Tales of the Rampant Coyote

Adventures in Indie Gaming!

Building On Your Own Rhythm

Posted by Rampant Coyote on April 19, 2013

People function differently. People have different optimum rhythms and patterns. I guess this is something good managers know, but too many managers – and people trying to manage themselves – don’t get. Or forget.

One of the tricks I have to keep re-discovering is to find ways of getting stuff done that work for me.  I sometimes try to implement recommended procedures by sheer force of will and habit. I guess that works just often enough to screw me up.

The case in point: writing. I keep trying to right from the top-down, the way I was taught in school. Start with the basics, theme, setting, etc., create an outline, and fill it in.

That totally doesn’t work for me. Maybe it doesn’t work for anybody, and I was just lied to in school. I dunno.  Programming, I can do top-down pretty well. Or bottom-up. Maybe it’s a function of familiarity. I’m a better programmer than I am a writer. But writing – I have had to re-learn that I write best from the bottom – up. I dream up things best in scenes, vignettes. With a few of those, it’s really a lot easier to tie things together as a whole.

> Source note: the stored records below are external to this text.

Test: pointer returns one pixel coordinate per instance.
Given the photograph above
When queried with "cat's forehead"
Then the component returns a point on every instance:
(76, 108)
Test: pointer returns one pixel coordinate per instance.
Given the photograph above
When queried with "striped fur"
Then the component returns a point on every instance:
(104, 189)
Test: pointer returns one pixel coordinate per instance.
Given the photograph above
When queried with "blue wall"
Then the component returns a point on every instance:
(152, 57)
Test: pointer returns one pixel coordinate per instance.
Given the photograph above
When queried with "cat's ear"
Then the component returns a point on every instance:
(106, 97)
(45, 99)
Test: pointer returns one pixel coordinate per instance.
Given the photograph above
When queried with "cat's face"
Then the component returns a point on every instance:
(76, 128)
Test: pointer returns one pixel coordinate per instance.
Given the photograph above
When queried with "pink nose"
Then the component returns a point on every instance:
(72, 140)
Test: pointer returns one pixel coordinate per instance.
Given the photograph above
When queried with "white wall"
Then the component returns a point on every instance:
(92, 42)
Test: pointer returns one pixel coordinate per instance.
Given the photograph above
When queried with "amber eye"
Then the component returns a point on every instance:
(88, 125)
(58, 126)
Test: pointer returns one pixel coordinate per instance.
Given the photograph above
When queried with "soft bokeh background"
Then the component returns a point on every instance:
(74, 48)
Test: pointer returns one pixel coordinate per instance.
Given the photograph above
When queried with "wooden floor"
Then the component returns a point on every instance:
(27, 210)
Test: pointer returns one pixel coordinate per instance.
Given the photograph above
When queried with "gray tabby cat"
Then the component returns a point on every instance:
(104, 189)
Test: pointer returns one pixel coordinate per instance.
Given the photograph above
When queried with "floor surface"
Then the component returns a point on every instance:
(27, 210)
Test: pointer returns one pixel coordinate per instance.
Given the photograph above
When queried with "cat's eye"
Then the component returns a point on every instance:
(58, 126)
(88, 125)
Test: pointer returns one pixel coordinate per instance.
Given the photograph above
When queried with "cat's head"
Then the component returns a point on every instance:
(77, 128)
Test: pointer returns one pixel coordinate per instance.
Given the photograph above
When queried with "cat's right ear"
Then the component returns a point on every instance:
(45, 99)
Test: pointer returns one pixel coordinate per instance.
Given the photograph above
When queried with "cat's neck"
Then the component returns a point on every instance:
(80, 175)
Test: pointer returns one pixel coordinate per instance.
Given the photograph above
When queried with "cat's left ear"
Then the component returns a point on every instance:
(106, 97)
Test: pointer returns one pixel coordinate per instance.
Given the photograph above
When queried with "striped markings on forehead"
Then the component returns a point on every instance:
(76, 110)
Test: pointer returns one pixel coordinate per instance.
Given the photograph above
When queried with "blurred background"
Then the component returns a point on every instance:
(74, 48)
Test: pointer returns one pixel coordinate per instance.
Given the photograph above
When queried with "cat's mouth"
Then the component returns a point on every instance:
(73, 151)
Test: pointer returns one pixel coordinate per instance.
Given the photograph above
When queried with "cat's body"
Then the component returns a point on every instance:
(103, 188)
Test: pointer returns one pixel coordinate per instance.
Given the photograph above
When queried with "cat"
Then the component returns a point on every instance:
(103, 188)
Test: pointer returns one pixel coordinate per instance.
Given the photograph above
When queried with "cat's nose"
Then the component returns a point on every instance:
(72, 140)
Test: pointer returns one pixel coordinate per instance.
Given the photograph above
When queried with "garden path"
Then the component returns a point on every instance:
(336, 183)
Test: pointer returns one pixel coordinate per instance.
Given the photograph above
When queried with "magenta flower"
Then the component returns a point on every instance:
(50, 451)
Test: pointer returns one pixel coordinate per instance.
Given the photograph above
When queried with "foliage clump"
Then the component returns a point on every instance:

Sometimes a theme emerges, sometimes it they change the fundamental nature of the story I was trying to write.

It’s the same for things like time management, or budgeting, or programming. It’s not about staying in my comfort zone (my comfort zone is probably deep in the “procrastination” territory), but finding a way to structure myself in a way that feels natural and is easy to follow. Fighting that usually ends in frustration. But working with it – and building upon that long enough to make it a habit… is what tends to work best for me.

People reading between the lines may (properly) assume that a lot of writing and story development has been happening on Frayed Knights 2: The Khan of Wrath, and that I’ve had some frustration with that.  Yeah.  And that this has changed. Actually, confronting some deadlines and needs for collaboration kinda forced the issue, made me abandon the process I’d been unsuccessfully trying to impose upon myself for months, and go back to what I was comfortable with. Hopefully with some improvements, but I no longer feel like I’m swimming upstream all the time.

Funny how deadlines can do that. Necessity, mother of invention, all that. 🙂


Filed Under: Game Development - Comments: 4 Comments to Read



  • Charles said,

    Biorythms. Go with the flow, accept when you’re stuck and make the best of productivity surges.

    Also let your mind work out problems on its own. It is amazing how letting go and coming back later leads to those eureka moments.

  • Felix said,

    The thing nobody ever tells you about writing is that there’s no one true way to do it. I know people who write an outline first, and that works for them; I know someone who first writes the entire story in just a couple of pages, then expands that into a short story, into a novella and finally into a novel, ending up with a finished work at each stage. When I write the opening of a story, I never know what’s going to happen down the road; it just emerges naturally, and often the ending isn’t clear until halfway through or so — I nearly always write the story linearly from beginning to end. And yes, that means some stories remain unfinished. Big deal.

    It’s the same with programming. People get hung up on methodologies, but those are just tools, means to an end. Whatever works for you is fair game, as long as you get things done. The only thing that matters is that you *do* get things done, somehow. And yes, cowboy coding fails at that in the long run; but religious adherence to any particular methodology is even worse.

    Oh, and I hate, hate, HATE the word “procrastination”. Who came up with the idiotic idea that people should be permanently busy? When are you supposed to think? Rest? Enjoy the fruit of your work? Or… are we all supposed to be unthinking drones toiling for… whom?

  • Cuthalion said,

    I’d say my comfortable state is firmly in procrastination as well. (…Though I do agree with Felix that being busy all the time is a waste of time.)

    I’ve been “working on” programming for months now, for certain definitions of working on programming that don’t include any programming. As much as I hate scheduling, perhaps I need to go back to pre-designating times to program so that I avoid feeling like I’m having to decide between doing coding and doing Internet — it would help keep it from feeling like free time that I then have to get the most out of.

  • Xenovore said,

    I find that what works best for me (coding or otherwise) is to do a rough outline, i.e. get the basic “road map” at least, and then start putting the pieces together.

    More often than not, it’s hard to see exactly where things will fall until after you’ve written them, so I think it’s most important to just write something, anything, even if it only ends up acting as a placeholder until you can come up with something more robust.

    In other words: although you might only have the vaguest idea of what you want initially, the actual process of writing will allow it to coalesce and become clear.